Chocolate Mayonnaise Cake

I loved my Mom's Chocolate Mayonnaise Cake

1 cup sugar
2 teaspoons baking soda
1/2 teaspoon salt
3 tablespoons cocoa
1 cup mayonnaise
1 teaspoon vanilla
1 cup water

Mix all ingredients together in a medium size mixing bowl.
Bake 30-35 minutes on 350°F


----------



## mattie cat

That sounds like the recipe I have tried to find again for years.. I remember it called for hot water at the end. I will make this tomorrow.


----------



## Revelry

This is just like the one my aunt used to make. Do remember to add the 2 cups of flour, too.


----------



## Bonnie7591

mattie cat said:


> That sounds like the recipe I have tried to find again for years.. I remember it called for hot water at the end. I will make this tomorrow.

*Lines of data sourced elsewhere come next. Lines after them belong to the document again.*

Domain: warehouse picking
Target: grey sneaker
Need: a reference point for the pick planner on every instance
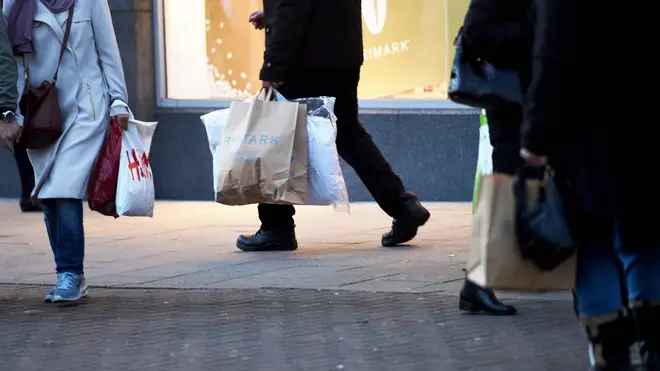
(69, 287)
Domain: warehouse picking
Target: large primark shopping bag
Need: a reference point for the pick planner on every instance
(257, 161)
(494, 259)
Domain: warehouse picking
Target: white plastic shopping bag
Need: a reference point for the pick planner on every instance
(135, 185)
(485, 156)
(215, 123)
(326, 185)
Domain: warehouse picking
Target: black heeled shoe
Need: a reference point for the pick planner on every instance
(475, 299)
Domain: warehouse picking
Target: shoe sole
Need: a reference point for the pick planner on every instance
(419, 223)
(269, 247)
(59, 299)
(470, 307)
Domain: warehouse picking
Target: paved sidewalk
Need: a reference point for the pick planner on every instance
(174, 293)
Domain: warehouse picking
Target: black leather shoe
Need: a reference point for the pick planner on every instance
(475, 299)
(268, 241)
(647, 317)
(404, 227)
(27, 206)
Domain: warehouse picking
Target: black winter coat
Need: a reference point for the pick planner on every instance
(311, 34)
(500, 32)
(591, 77)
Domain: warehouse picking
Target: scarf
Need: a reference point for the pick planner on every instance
(19, 22)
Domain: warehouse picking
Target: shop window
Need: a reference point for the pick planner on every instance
(212, 52)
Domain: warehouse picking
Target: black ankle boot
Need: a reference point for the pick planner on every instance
(263, 240)
(475, 299)
(27, 206)
(647, 317)
(610, 338)
(404, 226)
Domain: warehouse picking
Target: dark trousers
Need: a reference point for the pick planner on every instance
(354, 144)
(504, 128)
(25, 170)
(64, 224)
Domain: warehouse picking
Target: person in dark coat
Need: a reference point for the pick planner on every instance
(500, 32)
(314, 48)
(600, 147)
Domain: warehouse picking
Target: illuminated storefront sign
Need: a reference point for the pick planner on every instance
(212, 52)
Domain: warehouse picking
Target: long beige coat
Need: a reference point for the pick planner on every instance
(91, 88)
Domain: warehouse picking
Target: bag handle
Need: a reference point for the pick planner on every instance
(65, 41)
(520, 186)
(265, 94)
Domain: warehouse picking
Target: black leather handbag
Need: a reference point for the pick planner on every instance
(477, 83)
(541, 228)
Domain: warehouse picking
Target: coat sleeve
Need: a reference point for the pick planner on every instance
(497, 41)
(288, 22)
(9, 75)
(109, 58)
(554, 60)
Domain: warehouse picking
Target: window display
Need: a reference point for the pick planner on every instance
(212, 52)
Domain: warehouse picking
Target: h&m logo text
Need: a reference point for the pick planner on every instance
(140, 165)
(254, 139)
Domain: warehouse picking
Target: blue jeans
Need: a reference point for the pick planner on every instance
(64, 224)
(599, 279)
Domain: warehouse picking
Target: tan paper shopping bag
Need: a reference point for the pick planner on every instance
(494, 260)
(257, 152)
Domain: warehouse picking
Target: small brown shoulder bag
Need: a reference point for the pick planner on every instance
(40, 106)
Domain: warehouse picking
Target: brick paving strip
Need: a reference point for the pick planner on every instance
(172, 293)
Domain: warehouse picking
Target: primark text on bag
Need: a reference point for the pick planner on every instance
(325, 181)
(258, 159)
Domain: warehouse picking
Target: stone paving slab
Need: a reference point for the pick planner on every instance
(192, 245)
(278, 330)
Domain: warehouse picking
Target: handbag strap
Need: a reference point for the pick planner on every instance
(65, 41)
(67, 33)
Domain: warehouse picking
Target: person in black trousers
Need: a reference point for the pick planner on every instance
(26, 175)
(314, 48)
(500, 32)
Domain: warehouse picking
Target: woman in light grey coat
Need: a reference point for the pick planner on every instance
(91, 88)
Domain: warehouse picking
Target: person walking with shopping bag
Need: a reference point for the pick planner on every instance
(67, 52)
(10, 129)
(600, 150)
(499, 32)
(313, 49)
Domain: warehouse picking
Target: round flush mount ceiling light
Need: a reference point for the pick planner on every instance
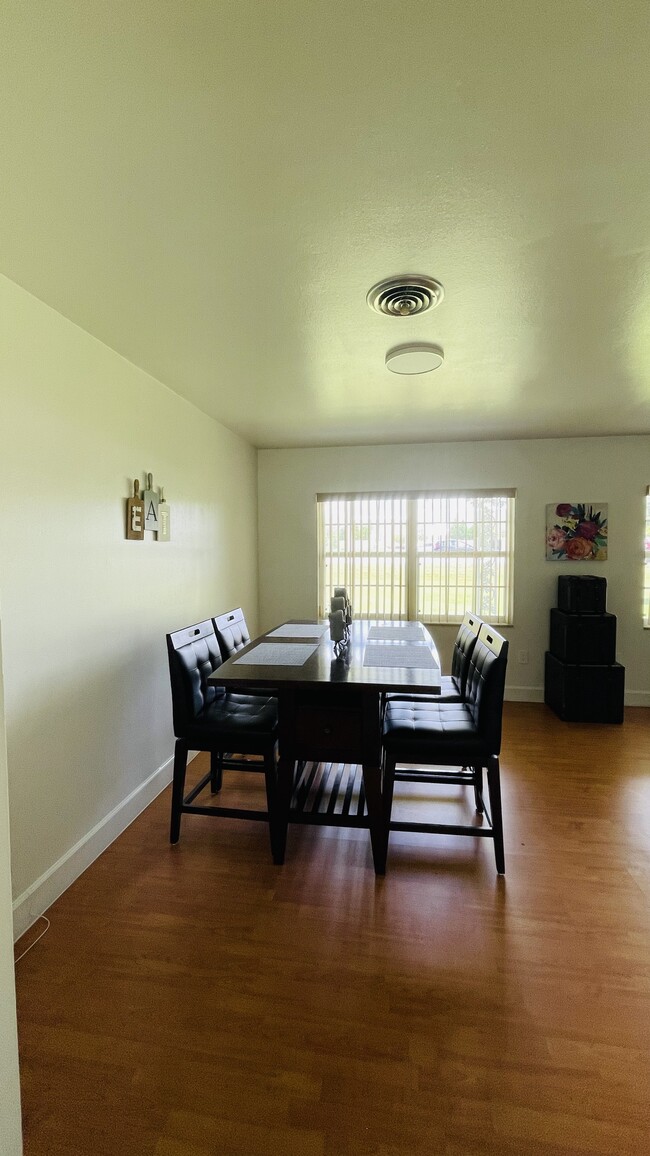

I have a recipe for One Bowl Chocolate cake that has a cup of boiling water added at the end. If this isn't the recipe you were searching for, it me know & I'll dig that one out,


----------



## mattie cat

Bonnie7591 said:


> I have a recipe for One Bowl Chocolate cake that has a cup of boiling water added at the end. If this isn't the recipe you were searching for, it me know & I'll dig that one out,


Thank you. Will do. I have searched for my old recipe but most of the recipes called for extra oil and\or eggs which I know mine didn't have. Mayo is eggs and oil


----------



## Lobax

That recipe card looks like mine! Haven't had the heart to throw them away, they're antique now I guess!
Great recipe!


----------



## a.ledge

Sounds good. I have to try it.


----------



## grammag8

Is this an 8x8 pan? Square?


----------



## mattie cat

grammag8 said:


> Is this an 8x8 pan? Square?


8x8 or 9x13 depends on the thickness you prefer. I rarely frost my chocolate cakes as I like them fairly thin topped with a scoop of coffee ice cream.


----------



## darbync

Sounds so good may have to try it.


----------



## mollyannhad

yummmmmmmmmy


----------



## impatient knitter

Got this recipe from my sister (now deceased), and misplaced it during several moves. Glad to get it again! Caution though: Cake doesn't taste as good as my sister's...I used Miracle Whip, which is _salad dressing_ and not mayonnaise. We used MW growing up. I thought it was the same thing. Great tasting for sandwiches and potato salad, but NOT necessarily good for chocolate mayonnaise cake, however!!


----------